Evaldo Cabral de Mello is a historian of the Northeast but he is not a “local” historian in the usual sense. His earlier Olinda restaurada demonstrated a broad knowledge of European historiography and an ability to bring new insights to the Dutch period in the Brazilian Northeast. His subsequent study of Pernambucan agriculture during the empire revealed an understanding of the issues of state intervention and economic growth. Cabral de Mello writes interesting books that move from regional topics to address general historical problems, and this one is no exception. With Rúbio Veio, he again strikes outward from Pernambuco to deal with a more general theme: the impact of the Dutch War (1645-54) on the creation of nativist and ultimately “nationalist” sentiments in Pernambuco and, by extension, in Brazil. The myth that Brazilian self-identity was first formed during the heroic efforts of Brazilians to regain the colony from the Dutch is deeply rooted. This is a book, then, that takes up the theme of the “invention of tradition” within a Brazilian context. It demonstrates the political and ideological uses of history and, at the same time, is also a most scholarly and imaginative study of the classic sources of the Dutch period and a model of historiographical analysis.
The author first presents a careful evaluation of the major sources on the Dutch period, emphasizing those like Frei Manuel Calado and Frei Rafael de Jesus who were best known to the nineteenth-century nationalist authors. He next argues, however, that the political discourse of Pernambucan nativism originated in the seventeenth century, created by an arriviste sugar aristocracy to justify its position and its interests, and that during the war of the Mascates (1710-11) or the Pernambucan movement of 1817 this argument was used for its political content. The idea that the Pernambucan planters had been the most loyal of subjects and, at the cost of their own blood and property, had expelled the Dutch but were then unrewarded and unrecognized by the crown was a position that justified much of the subsequent nationalist feeling.

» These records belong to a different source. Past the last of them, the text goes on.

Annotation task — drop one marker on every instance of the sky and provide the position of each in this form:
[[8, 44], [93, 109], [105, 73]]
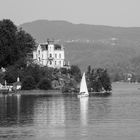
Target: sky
[[125, 13]]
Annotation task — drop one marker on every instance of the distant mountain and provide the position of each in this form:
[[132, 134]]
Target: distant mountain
[[97, 45], [42, 29]]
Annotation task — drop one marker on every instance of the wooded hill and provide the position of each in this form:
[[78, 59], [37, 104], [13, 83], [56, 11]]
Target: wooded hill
[[116, 48]]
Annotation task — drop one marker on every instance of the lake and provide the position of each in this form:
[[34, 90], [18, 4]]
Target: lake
[[40, 117]]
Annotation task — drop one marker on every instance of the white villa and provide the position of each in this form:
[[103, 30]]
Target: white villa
[[49, 54]]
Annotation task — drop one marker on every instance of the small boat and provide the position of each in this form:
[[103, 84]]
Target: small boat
[[83, 87]]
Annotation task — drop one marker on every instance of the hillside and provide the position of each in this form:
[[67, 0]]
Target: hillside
[[104, 46]]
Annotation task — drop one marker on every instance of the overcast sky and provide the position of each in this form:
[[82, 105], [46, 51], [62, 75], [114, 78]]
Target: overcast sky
[[99, 12]]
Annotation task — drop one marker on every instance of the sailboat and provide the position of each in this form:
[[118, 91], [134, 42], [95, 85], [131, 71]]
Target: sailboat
[[83, 87]]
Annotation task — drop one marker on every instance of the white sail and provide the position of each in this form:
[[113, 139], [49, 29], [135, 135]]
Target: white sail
[[83, 86]]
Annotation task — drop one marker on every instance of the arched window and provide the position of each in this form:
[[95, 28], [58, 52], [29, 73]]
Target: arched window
[[55, 55], [60, 55]]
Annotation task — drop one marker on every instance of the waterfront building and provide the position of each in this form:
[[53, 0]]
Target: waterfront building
[[50, 54]]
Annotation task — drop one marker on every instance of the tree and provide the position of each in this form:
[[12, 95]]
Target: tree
[[14, 44], [28, 83], [7, 42], [44, 84]]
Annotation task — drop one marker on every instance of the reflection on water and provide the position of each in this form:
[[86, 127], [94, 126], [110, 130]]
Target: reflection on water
[[84, 110], [49, 113], [30, 117]]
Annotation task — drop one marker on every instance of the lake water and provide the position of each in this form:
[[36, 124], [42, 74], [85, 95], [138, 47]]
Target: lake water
[[40, 117]]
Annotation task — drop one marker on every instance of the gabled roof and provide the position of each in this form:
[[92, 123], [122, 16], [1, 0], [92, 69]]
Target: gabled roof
[[57, 47]]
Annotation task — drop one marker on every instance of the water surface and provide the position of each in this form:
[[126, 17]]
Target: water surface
[[39, 117]]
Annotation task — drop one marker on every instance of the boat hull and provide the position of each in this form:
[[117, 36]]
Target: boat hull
[[100, 94]]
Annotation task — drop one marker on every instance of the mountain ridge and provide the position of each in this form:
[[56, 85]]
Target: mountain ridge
[[95, 45]]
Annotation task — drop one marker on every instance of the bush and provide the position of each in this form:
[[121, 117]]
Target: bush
[[28, 83], [44, 84]]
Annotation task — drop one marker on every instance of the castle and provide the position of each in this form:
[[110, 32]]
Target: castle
[[50, 54]]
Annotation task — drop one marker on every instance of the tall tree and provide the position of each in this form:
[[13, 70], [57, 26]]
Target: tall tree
[[14, 44]]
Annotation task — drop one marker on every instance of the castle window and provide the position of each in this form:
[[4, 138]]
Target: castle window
[[55, 55], [39, 52]]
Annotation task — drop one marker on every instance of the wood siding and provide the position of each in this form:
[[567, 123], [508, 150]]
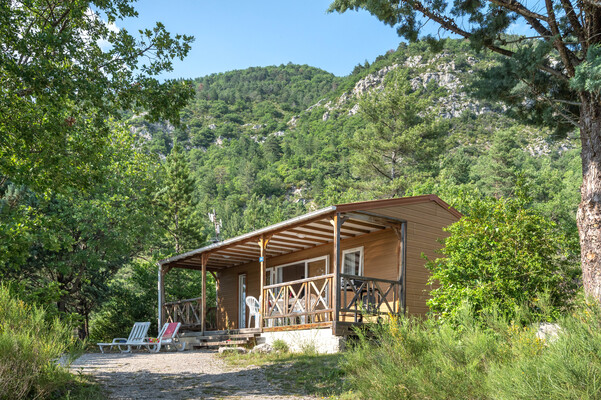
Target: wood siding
[[425, 222]]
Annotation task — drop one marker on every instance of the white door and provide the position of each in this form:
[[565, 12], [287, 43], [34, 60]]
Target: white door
[[241, 301]]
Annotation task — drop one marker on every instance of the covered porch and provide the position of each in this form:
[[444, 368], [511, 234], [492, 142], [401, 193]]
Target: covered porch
[[303, 272]]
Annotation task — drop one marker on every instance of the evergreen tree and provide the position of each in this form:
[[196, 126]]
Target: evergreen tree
[[177, 203], [401, 139]]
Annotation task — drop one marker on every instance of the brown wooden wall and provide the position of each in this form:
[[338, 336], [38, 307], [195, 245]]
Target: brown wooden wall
[[424, 230]]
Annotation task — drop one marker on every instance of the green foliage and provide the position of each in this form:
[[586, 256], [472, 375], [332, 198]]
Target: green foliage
[[415, 359], [401, 138], [499, 256], [588, 73], [83, 238], [566, 367], [31, 344], [280, 346], [175, 199], [60, 88]]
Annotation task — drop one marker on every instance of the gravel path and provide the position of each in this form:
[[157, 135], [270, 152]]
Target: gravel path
[[171, 375]]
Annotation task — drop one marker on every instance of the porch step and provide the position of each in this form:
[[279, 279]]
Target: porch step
[[244, 336], [221, 343]]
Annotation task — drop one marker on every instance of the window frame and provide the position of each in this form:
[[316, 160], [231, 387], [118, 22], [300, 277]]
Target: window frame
[[274, 271], [360, 249]]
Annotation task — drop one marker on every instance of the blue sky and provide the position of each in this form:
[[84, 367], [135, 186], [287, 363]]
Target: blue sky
[[240, 34]]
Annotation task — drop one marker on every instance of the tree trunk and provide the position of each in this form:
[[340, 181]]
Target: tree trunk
[[589, 211]]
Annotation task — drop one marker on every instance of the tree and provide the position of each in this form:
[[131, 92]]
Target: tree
[[549, 78], [81, 239], [501, 256], [177, 204], [66, 70], [401, 139]]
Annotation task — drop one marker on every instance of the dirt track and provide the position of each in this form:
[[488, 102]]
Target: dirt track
[[171, 375]]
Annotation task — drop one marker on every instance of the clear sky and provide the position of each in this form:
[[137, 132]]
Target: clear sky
[[240, 34]]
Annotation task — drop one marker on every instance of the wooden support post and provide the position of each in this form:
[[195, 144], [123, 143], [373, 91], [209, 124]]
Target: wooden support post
[[161, 299], [204, 259], [401, 232], [263, 241], [337, 222]]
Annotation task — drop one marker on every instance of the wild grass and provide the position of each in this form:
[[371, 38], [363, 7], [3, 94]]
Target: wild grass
[[410, 358], [33, 353], [414, 359]]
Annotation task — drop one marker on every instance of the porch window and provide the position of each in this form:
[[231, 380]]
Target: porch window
[[352, 263]]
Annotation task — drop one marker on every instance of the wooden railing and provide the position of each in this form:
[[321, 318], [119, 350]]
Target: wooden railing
[[189, 313], [362, 296], [300, 302]]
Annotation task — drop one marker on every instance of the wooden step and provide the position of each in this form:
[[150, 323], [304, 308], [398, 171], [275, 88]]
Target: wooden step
[[221, 343], [225, 337]]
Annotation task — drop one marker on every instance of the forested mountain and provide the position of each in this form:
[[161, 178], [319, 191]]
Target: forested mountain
[[268, 143], [264, 144]]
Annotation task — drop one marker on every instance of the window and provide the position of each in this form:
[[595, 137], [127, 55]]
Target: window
[[352, 261], [298, 270]]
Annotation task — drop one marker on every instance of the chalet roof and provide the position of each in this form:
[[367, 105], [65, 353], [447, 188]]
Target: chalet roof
[[303, 232]]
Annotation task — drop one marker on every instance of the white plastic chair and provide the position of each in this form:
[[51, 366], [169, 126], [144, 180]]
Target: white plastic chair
[[255, 309], [137, 337]]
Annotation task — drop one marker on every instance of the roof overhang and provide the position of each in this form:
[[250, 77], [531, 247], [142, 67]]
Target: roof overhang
[[299, 233]]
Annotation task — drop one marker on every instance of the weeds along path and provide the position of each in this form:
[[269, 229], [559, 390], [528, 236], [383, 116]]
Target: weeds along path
[[171, 375]]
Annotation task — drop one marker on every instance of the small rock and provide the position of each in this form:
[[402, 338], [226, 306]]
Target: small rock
[[548, 331], [262, 348], [239, 350]]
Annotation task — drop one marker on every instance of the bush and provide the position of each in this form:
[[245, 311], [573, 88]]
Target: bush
[[280, 346], [414, 359], [503, 255], [499, 360], [568, 367], [30, 347]]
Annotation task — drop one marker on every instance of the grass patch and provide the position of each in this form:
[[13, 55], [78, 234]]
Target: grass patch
[[34, 349], [302, 373], [495, 360]]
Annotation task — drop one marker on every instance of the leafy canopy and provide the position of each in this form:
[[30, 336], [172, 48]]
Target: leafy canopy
[[65, 71], [500, 257]]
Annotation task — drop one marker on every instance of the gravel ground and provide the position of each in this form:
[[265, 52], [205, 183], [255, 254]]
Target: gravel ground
[[171, 375]]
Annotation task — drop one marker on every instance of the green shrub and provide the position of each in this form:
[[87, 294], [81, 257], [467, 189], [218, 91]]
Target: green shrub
[[415, 359], [30, 348], [469, 359], [501, 256], [280, 346], [567, 367]]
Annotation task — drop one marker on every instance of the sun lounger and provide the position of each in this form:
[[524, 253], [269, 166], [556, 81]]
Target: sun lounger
[[168, 337], [137, 338]]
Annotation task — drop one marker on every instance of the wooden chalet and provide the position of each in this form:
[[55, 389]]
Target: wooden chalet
[[315, 275]]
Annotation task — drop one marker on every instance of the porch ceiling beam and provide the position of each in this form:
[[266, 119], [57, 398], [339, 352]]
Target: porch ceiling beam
[[295, 239], [326, 233], [368, 225], [277, 242], [345, 227], [220, 262], [235, 251], [311, 232], [375, 218], [248, 246], [233, 259]]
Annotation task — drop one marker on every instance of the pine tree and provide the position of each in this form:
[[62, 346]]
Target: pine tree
[[177, 203], [401, 139]]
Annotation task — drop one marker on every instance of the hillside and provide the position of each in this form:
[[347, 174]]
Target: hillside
[[269, 143]]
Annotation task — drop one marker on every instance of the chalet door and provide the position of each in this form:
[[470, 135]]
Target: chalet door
[[320, 294], [241, 301]]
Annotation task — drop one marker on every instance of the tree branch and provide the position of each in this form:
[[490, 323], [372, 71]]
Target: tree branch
[[558, 43], [448, 24]]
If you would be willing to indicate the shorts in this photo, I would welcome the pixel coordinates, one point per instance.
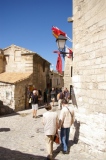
(53, 99)
(35, 106)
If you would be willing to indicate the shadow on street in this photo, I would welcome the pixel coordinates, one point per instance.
(7, 154)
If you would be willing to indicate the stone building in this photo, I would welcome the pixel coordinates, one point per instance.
(89, 75)
(20, 68)
(56, 79)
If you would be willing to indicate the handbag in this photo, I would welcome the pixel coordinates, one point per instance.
(56, 139)
(72, 121)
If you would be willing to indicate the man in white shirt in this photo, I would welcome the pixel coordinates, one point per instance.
(50, 121)
(66, 119)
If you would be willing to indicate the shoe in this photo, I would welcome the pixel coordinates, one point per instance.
(65, 152)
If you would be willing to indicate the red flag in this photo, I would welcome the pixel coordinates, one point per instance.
(59, 64)
(57, 32)
(69, 51)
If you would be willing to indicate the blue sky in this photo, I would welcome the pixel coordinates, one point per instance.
(28, 23)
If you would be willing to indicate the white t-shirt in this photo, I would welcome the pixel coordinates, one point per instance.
(65, 116)
(50, 119)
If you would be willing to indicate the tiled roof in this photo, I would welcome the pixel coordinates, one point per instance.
(11, 77)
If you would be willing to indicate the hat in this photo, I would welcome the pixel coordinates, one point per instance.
(34, 91)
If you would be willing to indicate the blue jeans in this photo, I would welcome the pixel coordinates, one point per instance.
(65, 138)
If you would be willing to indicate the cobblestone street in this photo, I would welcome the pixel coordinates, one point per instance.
(22, 138)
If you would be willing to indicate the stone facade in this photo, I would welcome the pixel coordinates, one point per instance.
(89, 77)
(19, 61)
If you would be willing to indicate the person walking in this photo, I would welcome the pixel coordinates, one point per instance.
(53, 95)
(67, 94)
(34, 101)
(50, 122)
(66, 119)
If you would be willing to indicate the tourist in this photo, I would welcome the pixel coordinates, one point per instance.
(34, 103)
(67, 94)
(65, 121)
(50, 121)
(60, 96)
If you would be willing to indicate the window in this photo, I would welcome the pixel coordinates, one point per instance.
(71, 71)
(43, 66)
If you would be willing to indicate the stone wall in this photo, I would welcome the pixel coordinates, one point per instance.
(68, 72)
(18, 59)
(7, 102)
(2, 61)
(20, 94)
(89, 80)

Cabral de Mello then devotes some chapters to the other myths of the Dutch war: the “ancient” nobility of the sugar planters (many of whom were actually of humble origins); the cooperation of blacks, Indians, and whites in a movement of racial harmony for national ends; the fall of Olinda as God’s punishment; and the reconquest as a miraculous event of saintly intervention against the heretic Hollanders. In each case, he demonstrates the motives and sources of the original chroniclers and then their subsequent use and transformation by nineteenth-century historians. He demonstrates, for example, how Calabar the traitor who betrayed the Luso-Brazilian positions to the Dutch was transformed into an anti-colonialist by later writers, and he explains the process by which Maurits of Nassau came to be seen as an enlightened governor by the descendants of his former enemies. Cabral de Mello is at his best in deflating the myths of the sugar aristocracy. He portrays it as an unstable and insecure class, madly seeking honors, and continually espousing self-serving images of itself that historians have long accepted. Here, and throughout the book, the analysis is subtle and rich in insight. Cabral de Mello has made an important contribution to both the history and historiography of Pernambuco and to an understanding of the intellectual development of Brazilian nationalism.